Нартахову нравилось, что хвалят его командира.
— А ты знаешь, какой он? Он… он… — Семён торопливо подбирал подходящие слова, но они как-то не шли на память, и он поднял большой палец: — Вот такой он!
Это было, кажется, за день или два до отправки на фронт.
— Вы проснулись?
Нартахов вздрогнул, открыл глаза и увидел над собой девичье курносенькое лицо со светлыми глазами. Эту медсестру Нартахов, кажется, знал.
— Вы ведь Зоя?
— Зоя! — почему-то радостно согласилась девушка. — У вас одеяло сползло, я и решила поправить… И разбудила вас. Вы спите, спите.
— Я попытаюсь. Сколько времени?
— Рано ещё. Пятый час… Тут ваша жена приходила…
— Что вы? Зачем пугать женщину? Кто же это постарался?
— Я не знаю. Кто-то сообщил. Кажется, она вас искать начала, всюду звонить, вот ей и сказали, что вы в больнице. Она и прибежала сюда. Еле успокоили её. Сказала, что утром придёт.
— Утром я и сам пойду домой.
— Домой вы пойдёте, но не сегодня. Вам вначале полечиться немного надо, — девушка говорила всё это мягким голосом, чуть растягивая слова, словно обращалась к капризному ребёнку. — И потом — постарайтесь поменьше двигаться.
— Как это?
— А вот так. Лежите смирненько, и всё. Так велел врач. А теперь постарайтесь уснуть. Во сне все болезни проходят быстрее, — девушка улыбнулась и бесшумно ушла.
Нартахов закрыл глаза, стараясь дышать глубоко и размеренно. Сон то накрывал его с головой, то куда-то откатывался, и он то видел лицо Маайи, то тускло освещённый коридор больницы, то пылающие стены электростанции… Но вот из огня и дыма, громыхая стальными гусеницами, вышел танк Т-34, его, Нартахова, танк…
И ещё Нартахову помнится один случай… Их часть спешно, своим ходом, перебрасывали на другой участок фронта. Дороги были разбиты, осеннее свинцовое небо низко висело над землёй, и из разбухших туч сыпался снег вперемежку с дождём. Стылый ветер срывал последние листья с придорожных кустов. Они шли почти сутки и остановились на отдых в полусожжённой деревне, лишь недавно оказавшейся в неглубоком тылу.
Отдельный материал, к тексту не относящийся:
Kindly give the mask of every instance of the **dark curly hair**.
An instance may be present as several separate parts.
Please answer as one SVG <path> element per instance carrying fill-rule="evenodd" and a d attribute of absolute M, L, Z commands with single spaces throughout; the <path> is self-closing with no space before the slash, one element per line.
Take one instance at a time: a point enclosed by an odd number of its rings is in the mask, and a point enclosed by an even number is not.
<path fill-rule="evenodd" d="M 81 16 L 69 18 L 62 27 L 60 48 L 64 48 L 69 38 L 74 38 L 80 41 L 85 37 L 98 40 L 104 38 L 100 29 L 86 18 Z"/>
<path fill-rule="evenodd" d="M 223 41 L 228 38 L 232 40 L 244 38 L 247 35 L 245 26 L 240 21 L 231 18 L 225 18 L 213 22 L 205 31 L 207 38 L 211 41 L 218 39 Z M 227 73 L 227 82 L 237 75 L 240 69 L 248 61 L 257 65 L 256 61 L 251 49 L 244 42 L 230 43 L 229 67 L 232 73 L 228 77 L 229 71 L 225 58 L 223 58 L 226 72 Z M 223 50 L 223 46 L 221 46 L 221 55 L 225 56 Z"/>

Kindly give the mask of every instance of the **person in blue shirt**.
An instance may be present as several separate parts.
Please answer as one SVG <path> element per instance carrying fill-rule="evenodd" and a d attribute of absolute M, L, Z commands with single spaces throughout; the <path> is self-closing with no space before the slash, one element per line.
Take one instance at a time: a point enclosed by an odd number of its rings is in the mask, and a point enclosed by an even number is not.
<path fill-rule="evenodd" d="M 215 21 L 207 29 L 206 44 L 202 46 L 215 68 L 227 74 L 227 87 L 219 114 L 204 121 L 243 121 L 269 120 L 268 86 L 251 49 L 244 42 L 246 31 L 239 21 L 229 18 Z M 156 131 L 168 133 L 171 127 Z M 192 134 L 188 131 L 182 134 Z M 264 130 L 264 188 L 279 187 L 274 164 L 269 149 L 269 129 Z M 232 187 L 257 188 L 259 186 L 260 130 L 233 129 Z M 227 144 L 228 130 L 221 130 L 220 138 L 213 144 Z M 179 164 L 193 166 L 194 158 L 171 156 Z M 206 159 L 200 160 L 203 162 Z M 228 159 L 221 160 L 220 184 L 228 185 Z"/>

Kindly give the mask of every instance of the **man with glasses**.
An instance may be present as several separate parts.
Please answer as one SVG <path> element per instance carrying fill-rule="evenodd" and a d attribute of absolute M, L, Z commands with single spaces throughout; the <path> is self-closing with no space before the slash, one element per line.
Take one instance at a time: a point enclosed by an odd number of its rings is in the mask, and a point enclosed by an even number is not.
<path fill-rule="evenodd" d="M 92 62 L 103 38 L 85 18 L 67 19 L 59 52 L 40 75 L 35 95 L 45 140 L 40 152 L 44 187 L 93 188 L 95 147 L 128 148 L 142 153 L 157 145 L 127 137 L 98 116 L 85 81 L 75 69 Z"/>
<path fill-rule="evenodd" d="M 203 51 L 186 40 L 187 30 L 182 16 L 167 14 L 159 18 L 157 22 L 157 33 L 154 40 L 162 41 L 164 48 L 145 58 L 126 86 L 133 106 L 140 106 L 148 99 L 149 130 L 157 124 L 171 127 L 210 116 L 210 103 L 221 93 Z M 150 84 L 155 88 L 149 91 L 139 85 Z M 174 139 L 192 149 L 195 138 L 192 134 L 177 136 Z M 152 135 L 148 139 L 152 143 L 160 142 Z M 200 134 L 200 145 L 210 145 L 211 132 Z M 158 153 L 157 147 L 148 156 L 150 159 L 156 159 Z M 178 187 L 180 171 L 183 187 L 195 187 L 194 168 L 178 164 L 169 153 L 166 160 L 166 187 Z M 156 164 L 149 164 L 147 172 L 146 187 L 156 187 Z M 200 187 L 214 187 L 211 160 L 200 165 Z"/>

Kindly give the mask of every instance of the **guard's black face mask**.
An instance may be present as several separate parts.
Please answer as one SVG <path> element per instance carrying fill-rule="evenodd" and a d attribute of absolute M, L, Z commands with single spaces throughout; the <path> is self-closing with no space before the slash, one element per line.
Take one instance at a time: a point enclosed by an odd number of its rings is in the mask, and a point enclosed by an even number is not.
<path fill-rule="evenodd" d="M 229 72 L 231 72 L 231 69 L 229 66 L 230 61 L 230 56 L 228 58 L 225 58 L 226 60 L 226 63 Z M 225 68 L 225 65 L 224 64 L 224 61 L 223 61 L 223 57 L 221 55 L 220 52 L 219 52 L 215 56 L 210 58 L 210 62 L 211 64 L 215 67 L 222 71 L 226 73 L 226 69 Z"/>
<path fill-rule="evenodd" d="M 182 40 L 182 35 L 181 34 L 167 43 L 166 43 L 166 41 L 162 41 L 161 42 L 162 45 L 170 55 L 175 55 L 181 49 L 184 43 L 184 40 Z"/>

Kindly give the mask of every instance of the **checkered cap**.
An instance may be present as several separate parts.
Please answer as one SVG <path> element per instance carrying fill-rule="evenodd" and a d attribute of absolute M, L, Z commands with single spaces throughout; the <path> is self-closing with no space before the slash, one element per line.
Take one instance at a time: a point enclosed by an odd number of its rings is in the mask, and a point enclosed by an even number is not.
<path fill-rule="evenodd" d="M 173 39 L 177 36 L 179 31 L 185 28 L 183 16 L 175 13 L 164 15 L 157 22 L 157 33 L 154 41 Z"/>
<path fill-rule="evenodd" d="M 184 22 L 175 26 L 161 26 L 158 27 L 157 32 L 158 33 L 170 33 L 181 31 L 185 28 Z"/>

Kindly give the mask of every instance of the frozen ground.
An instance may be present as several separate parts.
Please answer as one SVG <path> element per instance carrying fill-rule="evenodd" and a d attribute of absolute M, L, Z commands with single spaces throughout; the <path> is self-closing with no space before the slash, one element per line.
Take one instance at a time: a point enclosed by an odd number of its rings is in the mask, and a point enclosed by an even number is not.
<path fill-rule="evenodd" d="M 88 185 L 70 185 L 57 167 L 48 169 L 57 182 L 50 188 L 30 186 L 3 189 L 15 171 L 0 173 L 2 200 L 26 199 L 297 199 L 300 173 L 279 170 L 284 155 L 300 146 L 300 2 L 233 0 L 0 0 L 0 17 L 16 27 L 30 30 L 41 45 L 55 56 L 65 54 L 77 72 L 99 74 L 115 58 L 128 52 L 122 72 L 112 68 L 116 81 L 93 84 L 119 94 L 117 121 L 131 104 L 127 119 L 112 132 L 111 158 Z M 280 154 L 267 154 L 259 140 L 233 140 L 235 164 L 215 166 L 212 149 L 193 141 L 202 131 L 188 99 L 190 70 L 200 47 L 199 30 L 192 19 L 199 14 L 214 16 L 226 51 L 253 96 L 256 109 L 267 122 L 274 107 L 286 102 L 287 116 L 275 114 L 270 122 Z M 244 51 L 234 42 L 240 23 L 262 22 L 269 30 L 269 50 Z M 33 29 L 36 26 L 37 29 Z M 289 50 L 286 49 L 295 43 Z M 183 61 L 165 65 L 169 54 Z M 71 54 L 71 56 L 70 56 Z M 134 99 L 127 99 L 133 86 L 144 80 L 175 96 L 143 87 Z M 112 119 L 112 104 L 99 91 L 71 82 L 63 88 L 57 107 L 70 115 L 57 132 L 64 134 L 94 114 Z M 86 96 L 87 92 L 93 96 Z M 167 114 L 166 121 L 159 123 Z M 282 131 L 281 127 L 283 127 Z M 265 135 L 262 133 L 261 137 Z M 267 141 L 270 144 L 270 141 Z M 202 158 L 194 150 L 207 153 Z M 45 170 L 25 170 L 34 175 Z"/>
Экипаж Ерёмина устроился в более-менее уцелевшем доме, битком набитом усталым народом. Пришли в деревню уже потемну, а в два ночи Нартахов должен был сменить часового. Вымотавшийся Семён, сберегая каждую минуту для живительного сна, едва похлебав из котелка, тут же повалился на пол.
Проснулся Нартахов не скоро, лишь почувствовав, что отлежал неловко подвёрнутую руку. Он повернулся на другой бок, потёр онемевшую руку, попытался уснуть снова, но сон уже куда-то отлетел. Нартахов приподнял голову над рюкзаком, служившим ему и подушкой, и огляделся. Рядом лежал пожилой усатый солдат и курил самокрутку, сосредоточенно глядя в потолок.
— Чего не спишь? — спросил Нартахов солдата.
— Не спится, — бесцветно ответил солдат и вздохнул.
— А времени сколько? Не знаешь?
— Три, — ответил солдат, не посмотрев на часы.
— Как три?
— Три, потому что три. — Солдат думал о чем-то своём, тяжком, и его голос был по-прежнему бесцветен.
— Этого не может быть, — забеспокоился Нартахов. — Ты посмотри лучше.
Вместо ответа солдат, всё так же рассматривая потолок, протянул большие, похожие на луковицу, часы. При слабом свете жирника, чадящего на столе, Нартахов разглядел циферблат: три часа.
Нартахов торопливо поднялся и, запинаясь о ноги лежащих вповалку людей, выбрался за дверь. Около танка он приметил часового и тотчас признал в нём Ерёмина.
— Товарищ лейтенант! Меня не разбудили!.. — взволнованно начал оправдываться Нартахов.
— А, это ты, Семён? — совсем не по-командирски отозвался Ерёмин. — Ну чего ты заколготился?
— Дак не разбудили же. Мне с двух часов…
— Это я не велел тебя будить.
— Да почему же? — Нартахов, уже крепко свыкшийся с армейской дисциплиной и помнивший, что в два часа ночи ему вставать на пост, ничего не хотел понимать. — Моё время…
— Сеня, иди-ка ты спать. Завтра, нет, уже сегодня нам понадобится хорошо отдохнувший водитель. Понял?